Caledonia Investments (CLDN), another trust in the flexible investment sector, has one of the highest levels of exposure to private assets and takes a very long-term approach, similar to that of an institutional investor. Its portfolio is split into three building blocks: a listed portfolio of quality companies, a direct private portfolio investing in a handful of UK mid-market companies, and a handful of private equity funds investing in North America and Asia Pacific.

It’s always worth checking what a trust’s private exposure is made up of, because the answer can vary quite substantially. It can be direct private companies, private equity funds, sometimes even investment trusts. F&C, for example, in addition to a range of unlisted private equity holdings, has small positions in listed investment trusts Syncona (SYNC) and Schiehallion (MNTN), which invest in private healthcare companies and growth capital, respectively. Meanwhile AVI Global (AGT), while technically focusing on listed companies, currently has a significant indirect exposure to private assets because it is invested in a range of investment trusts such as Chrysalis (CHRY) and HarbourVest Global Private Equity (HVPE).

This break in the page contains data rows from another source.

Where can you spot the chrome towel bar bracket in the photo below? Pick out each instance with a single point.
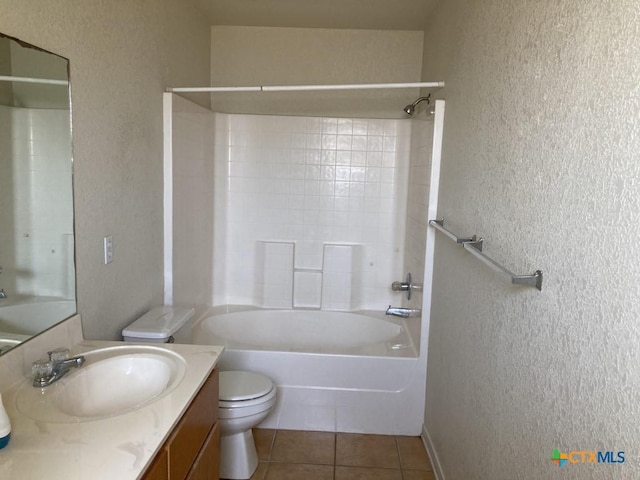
(474, 247)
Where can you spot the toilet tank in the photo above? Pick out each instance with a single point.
(158, 325)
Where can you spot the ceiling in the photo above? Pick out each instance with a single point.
(356, 14)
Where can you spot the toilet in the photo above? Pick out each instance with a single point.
(245, 398)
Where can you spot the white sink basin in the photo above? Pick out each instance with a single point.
(113, 381)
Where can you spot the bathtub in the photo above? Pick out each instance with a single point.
(335, 371)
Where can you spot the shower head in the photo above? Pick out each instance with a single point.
(411, 108)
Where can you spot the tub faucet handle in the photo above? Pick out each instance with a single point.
(406, 286)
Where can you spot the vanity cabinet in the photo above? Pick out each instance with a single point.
(192, 451)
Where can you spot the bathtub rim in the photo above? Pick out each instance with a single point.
(408, 349)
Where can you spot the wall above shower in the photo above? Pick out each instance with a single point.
(247, 56)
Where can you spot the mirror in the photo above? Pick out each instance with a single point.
(37, 267)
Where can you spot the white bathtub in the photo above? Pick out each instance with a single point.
(335, 371)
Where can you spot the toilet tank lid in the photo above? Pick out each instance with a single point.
(159, 322)
(238, 385)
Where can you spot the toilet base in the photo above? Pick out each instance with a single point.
(238, 456)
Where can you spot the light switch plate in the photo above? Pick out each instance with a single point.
(108, 249)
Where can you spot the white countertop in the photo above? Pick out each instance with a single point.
(119, 447)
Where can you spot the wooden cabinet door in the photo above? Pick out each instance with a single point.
(190, 434)
(159, 469)
(207, 465)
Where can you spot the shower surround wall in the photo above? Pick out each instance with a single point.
(309, 211)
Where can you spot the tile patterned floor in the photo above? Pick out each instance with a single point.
(288, 454)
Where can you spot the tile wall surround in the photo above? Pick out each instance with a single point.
(417, 210)
(193, 146)
(319, 184)
(36, 189)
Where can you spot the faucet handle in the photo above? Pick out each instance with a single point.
(41, 369)
(58, 355)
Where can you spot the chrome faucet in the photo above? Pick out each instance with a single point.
(46, 372)
(403, 312)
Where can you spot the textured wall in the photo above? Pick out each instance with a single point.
(541, 143)
(250, 56)
(122, 56)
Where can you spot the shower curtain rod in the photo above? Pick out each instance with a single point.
(300, 88)
(46, 81)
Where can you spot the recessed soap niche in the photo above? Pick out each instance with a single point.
(294, 275)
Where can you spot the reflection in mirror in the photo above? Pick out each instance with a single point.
(37, 270)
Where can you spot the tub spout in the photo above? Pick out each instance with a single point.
(403, 312)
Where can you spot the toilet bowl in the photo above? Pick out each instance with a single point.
(245, 400)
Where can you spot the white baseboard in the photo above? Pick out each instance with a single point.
(433, 456)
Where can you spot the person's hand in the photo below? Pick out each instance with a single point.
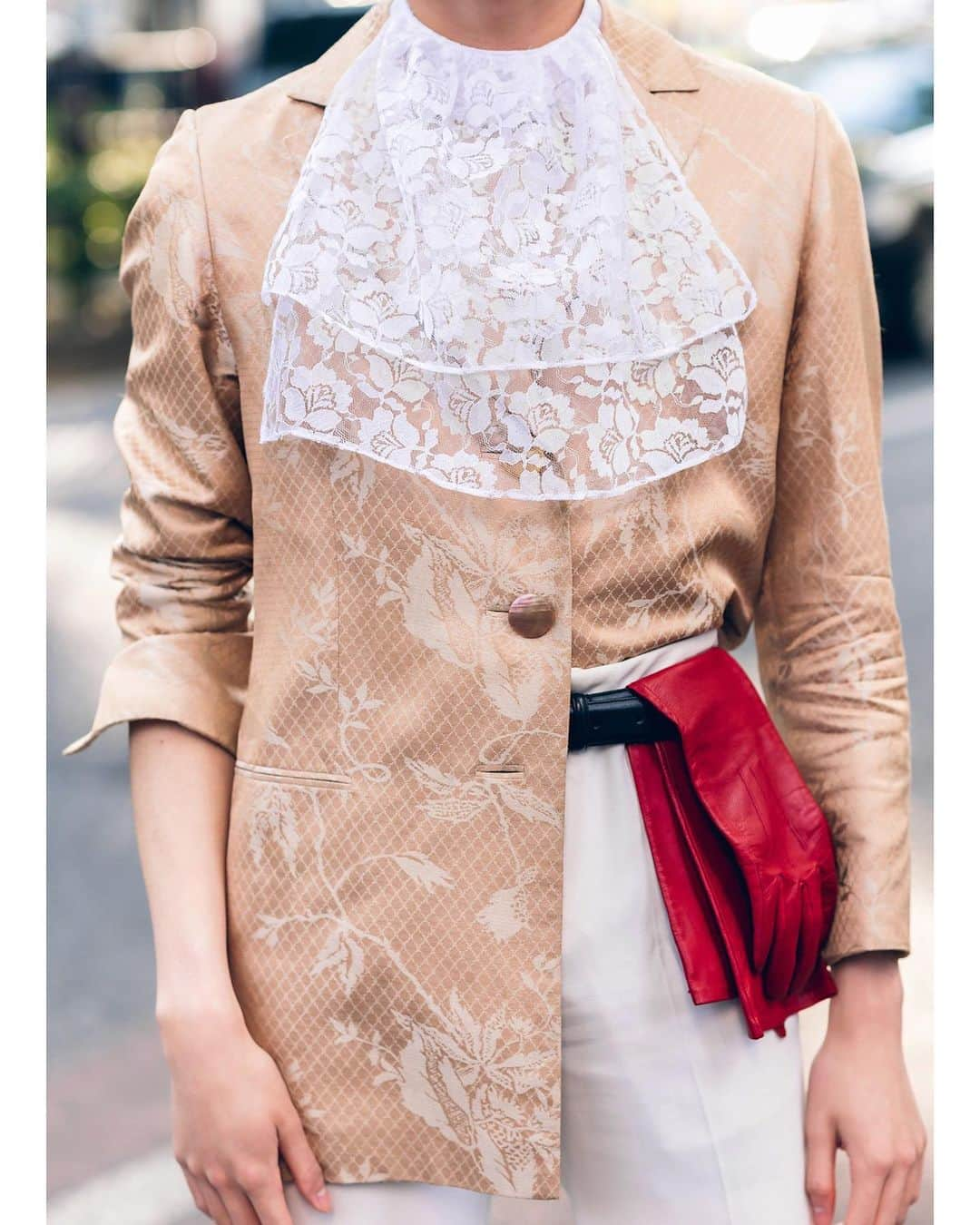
(860, 1099)
(233, 1117)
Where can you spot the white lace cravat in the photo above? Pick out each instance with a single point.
(493, 273)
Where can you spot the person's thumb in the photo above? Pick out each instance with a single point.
(303, 1165)
(821, 1154)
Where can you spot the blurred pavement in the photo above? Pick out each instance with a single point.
(108, 1115)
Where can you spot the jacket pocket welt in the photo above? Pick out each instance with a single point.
(293, 777)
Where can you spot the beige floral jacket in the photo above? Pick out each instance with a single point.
(396, 832)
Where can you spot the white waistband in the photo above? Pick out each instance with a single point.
(622, 671)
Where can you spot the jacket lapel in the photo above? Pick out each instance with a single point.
(663, 73)
(659, 67)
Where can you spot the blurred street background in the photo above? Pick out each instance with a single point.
(119, 74)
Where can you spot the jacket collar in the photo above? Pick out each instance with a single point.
(655, 60)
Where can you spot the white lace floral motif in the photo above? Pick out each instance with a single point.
(492, 272)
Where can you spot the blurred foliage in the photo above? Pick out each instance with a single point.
(97, 163)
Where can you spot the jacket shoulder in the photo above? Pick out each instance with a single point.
(739, 92)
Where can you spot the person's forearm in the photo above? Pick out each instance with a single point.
(868, 994)
(181, 788)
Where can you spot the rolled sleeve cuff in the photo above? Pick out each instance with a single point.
(198, 680)
(875, 925)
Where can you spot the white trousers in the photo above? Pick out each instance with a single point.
(671, 1115)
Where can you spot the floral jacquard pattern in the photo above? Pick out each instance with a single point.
(395, 860)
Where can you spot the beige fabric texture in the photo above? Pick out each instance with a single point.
(396, 832)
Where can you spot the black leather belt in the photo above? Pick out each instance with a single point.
(615, 717)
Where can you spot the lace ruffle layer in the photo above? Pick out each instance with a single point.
(492, 272)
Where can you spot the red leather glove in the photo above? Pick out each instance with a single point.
(753, 793)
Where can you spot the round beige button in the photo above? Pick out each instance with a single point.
(532, 615)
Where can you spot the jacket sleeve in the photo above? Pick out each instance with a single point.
(184, 555)
(830, 654)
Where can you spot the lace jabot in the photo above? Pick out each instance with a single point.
(493, 273)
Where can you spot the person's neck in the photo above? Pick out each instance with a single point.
(499, 24)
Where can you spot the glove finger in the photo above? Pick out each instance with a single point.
(763, 902)
(786, 942)
(811, 923)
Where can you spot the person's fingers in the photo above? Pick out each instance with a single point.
(303, 1165)
(763, 900)
(213, 1206)
(198, 1196)
(914, 1186)
(893, 1203)
(810, 935)
(821, 1154)
(786, 941)
(867, 1186)
(238, 1206)
(269, 1200)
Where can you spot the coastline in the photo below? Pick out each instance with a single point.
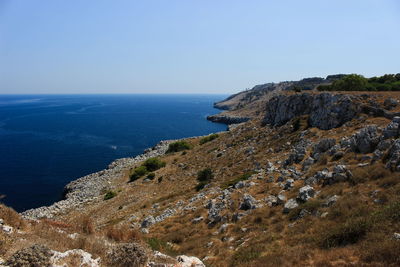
(91, 187)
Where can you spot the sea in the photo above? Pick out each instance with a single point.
(47, 141)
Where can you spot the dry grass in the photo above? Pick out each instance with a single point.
(11, 217)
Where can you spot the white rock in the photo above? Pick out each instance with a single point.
(186, 261)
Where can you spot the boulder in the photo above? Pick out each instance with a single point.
(323, 146)
(271, 200)
(365, 140)
(186, 261)
(393, 162)
(330, 201)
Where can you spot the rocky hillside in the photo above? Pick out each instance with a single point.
(309, 179)
(250, 103)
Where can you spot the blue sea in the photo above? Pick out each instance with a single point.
(47, 141)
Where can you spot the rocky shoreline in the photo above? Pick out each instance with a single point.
(90, 187)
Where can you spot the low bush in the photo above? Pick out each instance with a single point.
(344, 234)
(153, 164)
(209, 138)
(109, 195)
(246, 255)
(204, 177)
(151, 176)
(242, 177)
(137, 173)
(311, 206)
(178, 146)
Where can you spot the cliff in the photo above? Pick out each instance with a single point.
(312, 179)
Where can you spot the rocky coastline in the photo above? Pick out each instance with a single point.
(90, 187)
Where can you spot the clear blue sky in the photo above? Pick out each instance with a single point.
(188, 46)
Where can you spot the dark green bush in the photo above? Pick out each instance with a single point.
(153, 164)
(242, 177)
(205, 175)
(208, 138)
(109, 195)
(151, 176)
(178, 146)
(137, 173)
(350, 232)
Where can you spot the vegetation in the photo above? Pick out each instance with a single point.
(109, 195)
(178, 146)
(150, 165)
(137, 173)
(204, 177)
(208, 138)
(153, 164)
(242, 177)
(354, 82)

Finally, trusts that also take a mixed public-private approach but are a little different include the UK-focused Law Debenture (LWDB), the global Lindsell Train (LTI) and Majedie Investments (MAJE). The first has about a fifth of the portfolio in a private business services business, which helps it generate income; the second has about the same in its asset manager. Majedie uses an unusual strategy that combines external managers, “hard-to-access special investments” and stocks, mixing equities, absolute returns strategies and real assets, but avoiding the more illiquid asset classes such as private equity or venture capital.